I couldn’t sleep. I lay perfectly motionless with Megan and the stuffed cat still in my arms but I did not even close my eyes. Megan too lay without moving. A long time after I had assumed she was asleep, she spoke.
‘Are you awake, Lessie?’
‘Yes.’
‘I’m scared.’
I drew her even closer to me.
&nb
sp; ‘Are you scared?’ she asked.
‘A little.’
Silence.
‘They’re dead.’
‘What?’
‘I said, they’re dead. I keep seeing them. You know, that little boy, that little Toby Waterman. I remember the first day when I was with Mama and we saw him. I can see him clear as anything. Like he’s right in front of my eyes. And then I see him shot dead. Right out there in the bushes by the creek. I know that isn’t how it happened, but that’s what I keep seeing. And he looks like Mrs Beckerman’s cat looked when it got run over. All squashed out.’
‘Megan, don’t think of such things.’
Silence.
‘Lessie, that gun’s down there. In the cupboard. We should have made Daddy take it away.’
‘Megs, that’s not the gun. Don’t think about it. Just forget it.’
Silence.
More silence.
‘Can you forget about it, Lessie?’
Silence.
‘Can you, Les?’
‘No.’
Chapter Twenty-three
The mattress in my parents’ bed sagged in the middle, and it was nearly impossible to sleep without rolling on top of Megan. Megan, restive in her sleep anyway, continually hit against me. Underneath us was the muted plastic crunch of the waterproof sheet Megan had put on in case she wet the bed. So I awoke very early, feeling as if I had never been asleep. Megan, whose relaxed body was flung out in abandon across the big bed, stirred when I climbed over her, because moving on the bed without jostling her was out of the question.

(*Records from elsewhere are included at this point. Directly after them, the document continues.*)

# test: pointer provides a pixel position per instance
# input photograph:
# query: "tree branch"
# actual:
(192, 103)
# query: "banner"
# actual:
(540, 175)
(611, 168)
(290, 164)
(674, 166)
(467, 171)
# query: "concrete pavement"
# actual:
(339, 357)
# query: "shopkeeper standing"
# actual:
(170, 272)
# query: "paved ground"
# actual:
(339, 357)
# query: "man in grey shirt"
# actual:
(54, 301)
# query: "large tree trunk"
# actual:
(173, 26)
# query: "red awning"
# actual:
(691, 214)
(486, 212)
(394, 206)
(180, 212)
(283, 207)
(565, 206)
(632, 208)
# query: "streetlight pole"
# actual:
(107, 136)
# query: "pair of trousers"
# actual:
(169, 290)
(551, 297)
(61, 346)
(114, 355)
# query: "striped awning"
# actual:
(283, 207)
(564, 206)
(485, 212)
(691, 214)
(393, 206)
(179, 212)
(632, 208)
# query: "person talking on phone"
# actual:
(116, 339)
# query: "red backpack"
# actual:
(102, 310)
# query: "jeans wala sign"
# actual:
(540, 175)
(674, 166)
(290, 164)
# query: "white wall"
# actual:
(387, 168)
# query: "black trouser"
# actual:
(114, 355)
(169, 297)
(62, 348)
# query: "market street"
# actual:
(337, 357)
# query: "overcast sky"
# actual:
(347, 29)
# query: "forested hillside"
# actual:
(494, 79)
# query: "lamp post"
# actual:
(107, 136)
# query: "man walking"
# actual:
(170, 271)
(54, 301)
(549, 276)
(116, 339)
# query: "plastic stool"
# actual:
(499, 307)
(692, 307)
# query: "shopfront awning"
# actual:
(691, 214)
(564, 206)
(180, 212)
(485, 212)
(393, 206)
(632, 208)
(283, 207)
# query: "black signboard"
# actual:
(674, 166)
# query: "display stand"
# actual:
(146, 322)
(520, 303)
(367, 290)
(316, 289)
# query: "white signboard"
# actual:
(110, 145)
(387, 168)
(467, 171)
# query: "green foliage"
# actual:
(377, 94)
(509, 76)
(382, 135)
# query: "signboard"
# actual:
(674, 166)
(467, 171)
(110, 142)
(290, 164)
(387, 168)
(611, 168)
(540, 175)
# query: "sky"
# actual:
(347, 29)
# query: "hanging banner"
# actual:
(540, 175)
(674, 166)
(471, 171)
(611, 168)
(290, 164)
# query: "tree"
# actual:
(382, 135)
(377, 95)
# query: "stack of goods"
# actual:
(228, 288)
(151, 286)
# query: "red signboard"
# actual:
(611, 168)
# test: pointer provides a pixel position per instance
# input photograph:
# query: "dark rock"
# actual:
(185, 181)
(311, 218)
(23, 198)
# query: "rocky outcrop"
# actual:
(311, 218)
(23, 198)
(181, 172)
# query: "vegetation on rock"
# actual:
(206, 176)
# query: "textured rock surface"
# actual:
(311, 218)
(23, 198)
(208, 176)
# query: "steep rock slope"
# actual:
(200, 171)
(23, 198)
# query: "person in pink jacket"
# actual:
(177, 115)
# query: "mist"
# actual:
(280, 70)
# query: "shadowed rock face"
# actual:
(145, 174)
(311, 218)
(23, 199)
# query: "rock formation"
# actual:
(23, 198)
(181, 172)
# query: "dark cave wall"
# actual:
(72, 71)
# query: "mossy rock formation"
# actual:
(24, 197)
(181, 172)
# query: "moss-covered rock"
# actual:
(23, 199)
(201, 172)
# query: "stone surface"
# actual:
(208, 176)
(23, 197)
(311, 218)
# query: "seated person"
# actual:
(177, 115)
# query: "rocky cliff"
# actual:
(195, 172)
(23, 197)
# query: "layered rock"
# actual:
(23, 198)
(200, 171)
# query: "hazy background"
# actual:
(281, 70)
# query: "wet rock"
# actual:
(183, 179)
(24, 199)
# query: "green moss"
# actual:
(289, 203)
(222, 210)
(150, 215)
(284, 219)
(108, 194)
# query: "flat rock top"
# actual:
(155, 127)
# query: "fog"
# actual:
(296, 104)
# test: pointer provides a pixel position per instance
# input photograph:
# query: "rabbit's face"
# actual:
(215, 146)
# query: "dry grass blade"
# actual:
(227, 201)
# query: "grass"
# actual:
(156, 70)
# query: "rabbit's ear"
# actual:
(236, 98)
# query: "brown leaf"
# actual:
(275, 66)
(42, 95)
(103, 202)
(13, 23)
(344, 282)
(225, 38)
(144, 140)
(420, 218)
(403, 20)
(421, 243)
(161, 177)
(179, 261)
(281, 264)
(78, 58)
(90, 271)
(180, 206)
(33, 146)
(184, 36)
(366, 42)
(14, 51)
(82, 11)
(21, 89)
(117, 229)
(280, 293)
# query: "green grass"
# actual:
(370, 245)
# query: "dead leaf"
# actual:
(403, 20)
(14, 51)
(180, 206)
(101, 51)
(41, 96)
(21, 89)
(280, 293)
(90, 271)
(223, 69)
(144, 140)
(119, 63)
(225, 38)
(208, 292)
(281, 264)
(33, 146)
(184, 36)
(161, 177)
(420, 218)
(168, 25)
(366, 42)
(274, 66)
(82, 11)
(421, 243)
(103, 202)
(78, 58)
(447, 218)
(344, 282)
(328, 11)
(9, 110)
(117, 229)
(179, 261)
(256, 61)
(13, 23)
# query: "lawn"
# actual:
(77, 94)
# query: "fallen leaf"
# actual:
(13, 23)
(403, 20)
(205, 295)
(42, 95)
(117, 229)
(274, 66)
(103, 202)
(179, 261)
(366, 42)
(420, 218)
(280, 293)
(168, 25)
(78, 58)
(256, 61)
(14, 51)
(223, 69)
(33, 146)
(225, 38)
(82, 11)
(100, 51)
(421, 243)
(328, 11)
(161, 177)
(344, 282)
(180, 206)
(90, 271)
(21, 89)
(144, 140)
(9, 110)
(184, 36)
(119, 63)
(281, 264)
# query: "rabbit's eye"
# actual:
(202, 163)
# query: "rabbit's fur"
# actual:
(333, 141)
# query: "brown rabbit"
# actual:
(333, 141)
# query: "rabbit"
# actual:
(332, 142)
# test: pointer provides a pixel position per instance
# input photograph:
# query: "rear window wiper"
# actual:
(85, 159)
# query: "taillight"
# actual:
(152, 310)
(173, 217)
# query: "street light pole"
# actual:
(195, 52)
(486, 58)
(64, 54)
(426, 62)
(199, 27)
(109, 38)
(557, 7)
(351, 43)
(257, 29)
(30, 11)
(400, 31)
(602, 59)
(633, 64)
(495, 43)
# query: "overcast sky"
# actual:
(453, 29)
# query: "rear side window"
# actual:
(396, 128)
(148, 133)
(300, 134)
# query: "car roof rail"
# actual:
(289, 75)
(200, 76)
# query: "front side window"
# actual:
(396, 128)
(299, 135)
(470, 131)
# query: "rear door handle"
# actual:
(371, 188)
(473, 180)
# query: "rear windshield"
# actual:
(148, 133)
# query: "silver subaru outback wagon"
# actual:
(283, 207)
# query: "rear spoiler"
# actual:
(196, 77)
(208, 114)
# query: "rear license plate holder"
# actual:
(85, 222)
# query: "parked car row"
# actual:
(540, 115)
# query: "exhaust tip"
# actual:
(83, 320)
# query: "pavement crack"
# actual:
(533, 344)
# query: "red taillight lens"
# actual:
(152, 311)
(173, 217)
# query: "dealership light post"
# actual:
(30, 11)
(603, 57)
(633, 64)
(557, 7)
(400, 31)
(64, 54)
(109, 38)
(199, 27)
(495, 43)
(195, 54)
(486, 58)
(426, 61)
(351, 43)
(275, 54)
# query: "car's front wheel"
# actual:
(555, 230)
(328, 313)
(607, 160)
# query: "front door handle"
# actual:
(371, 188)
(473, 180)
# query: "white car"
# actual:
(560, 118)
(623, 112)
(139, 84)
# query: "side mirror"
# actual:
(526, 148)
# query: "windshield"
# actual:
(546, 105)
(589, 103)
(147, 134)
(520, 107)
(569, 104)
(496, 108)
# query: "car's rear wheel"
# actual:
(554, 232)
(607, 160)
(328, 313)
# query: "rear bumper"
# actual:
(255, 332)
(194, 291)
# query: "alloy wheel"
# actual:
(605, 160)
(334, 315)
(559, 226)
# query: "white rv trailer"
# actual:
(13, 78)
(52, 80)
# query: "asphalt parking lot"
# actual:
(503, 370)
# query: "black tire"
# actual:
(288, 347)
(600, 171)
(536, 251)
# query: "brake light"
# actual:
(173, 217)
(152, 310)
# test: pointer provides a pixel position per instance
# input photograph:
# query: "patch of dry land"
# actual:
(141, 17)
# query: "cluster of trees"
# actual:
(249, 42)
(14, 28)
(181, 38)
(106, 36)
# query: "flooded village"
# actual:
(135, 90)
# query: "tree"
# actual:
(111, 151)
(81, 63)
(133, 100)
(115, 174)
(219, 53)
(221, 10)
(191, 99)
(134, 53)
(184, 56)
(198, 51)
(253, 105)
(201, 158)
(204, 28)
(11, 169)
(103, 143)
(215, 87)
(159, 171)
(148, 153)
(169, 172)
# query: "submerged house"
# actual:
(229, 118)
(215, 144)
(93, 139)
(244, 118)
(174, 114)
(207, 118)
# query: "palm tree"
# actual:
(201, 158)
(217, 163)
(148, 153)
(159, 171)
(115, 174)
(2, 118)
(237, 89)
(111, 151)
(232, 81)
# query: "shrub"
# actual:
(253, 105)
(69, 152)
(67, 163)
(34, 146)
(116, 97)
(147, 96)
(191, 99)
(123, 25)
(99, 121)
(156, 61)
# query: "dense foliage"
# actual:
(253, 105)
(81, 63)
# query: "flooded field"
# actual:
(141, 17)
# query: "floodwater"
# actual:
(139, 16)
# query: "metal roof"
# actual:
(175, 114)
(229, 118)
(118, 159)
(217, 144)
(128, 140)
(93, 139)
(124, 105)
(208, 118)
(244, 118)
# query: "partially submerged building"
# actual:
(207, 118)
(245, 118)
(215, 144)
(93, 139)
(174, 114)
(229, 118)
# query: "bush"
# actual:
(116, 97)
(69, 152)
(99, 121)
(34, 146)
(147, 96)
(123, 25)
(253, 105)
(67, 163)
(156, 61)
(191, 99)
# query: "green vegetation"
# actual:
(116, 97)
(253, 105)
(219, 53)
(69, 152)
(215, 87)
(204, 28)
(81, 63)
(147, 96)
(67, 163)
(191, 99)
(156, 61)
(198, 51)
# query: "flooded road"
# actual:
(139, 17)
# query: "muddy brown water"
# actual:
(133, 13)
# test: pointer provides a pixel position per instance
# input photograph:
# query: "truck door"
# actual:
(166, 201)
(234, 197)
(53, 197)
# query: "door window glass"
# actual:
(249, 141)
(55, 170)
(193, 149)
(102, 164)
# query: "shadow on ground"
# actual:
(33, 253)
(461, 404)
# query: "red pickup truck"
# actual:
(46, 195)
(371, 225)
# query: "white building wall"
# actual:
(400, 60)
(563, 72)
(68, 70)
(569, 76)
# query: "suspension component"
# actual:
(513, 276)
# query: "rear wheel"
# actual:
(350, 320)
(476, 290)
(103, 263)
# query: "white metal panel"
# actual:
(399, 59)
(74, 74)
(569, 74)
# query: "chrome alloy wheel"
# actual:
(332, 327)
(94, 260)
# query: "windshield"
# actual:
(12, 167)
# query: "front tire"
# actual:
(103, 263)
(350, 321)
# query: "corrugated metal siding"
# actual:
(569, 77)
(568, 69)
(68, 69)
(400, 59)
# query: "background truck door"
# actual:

Disoriented a moment, she rose up on her elbows and looked at me. But before I could tell her to go back to sleep, she already had.
It was not quite six-fifteen, and everything was bathed in morning quiet. The day had dawned peerlessly clear and cool, the sun so bright that it shimmered on the dewy grass. Without thinking, I went to get the Sunday paper off the front step. Wearing only one of Dad’s T-shirts and my underpants, I was startled to find one of the two officers in the police van watching me as I opened the door. He waved when I looked up, paper in hand. Embarrassed, I pulled back inside and slammed the door.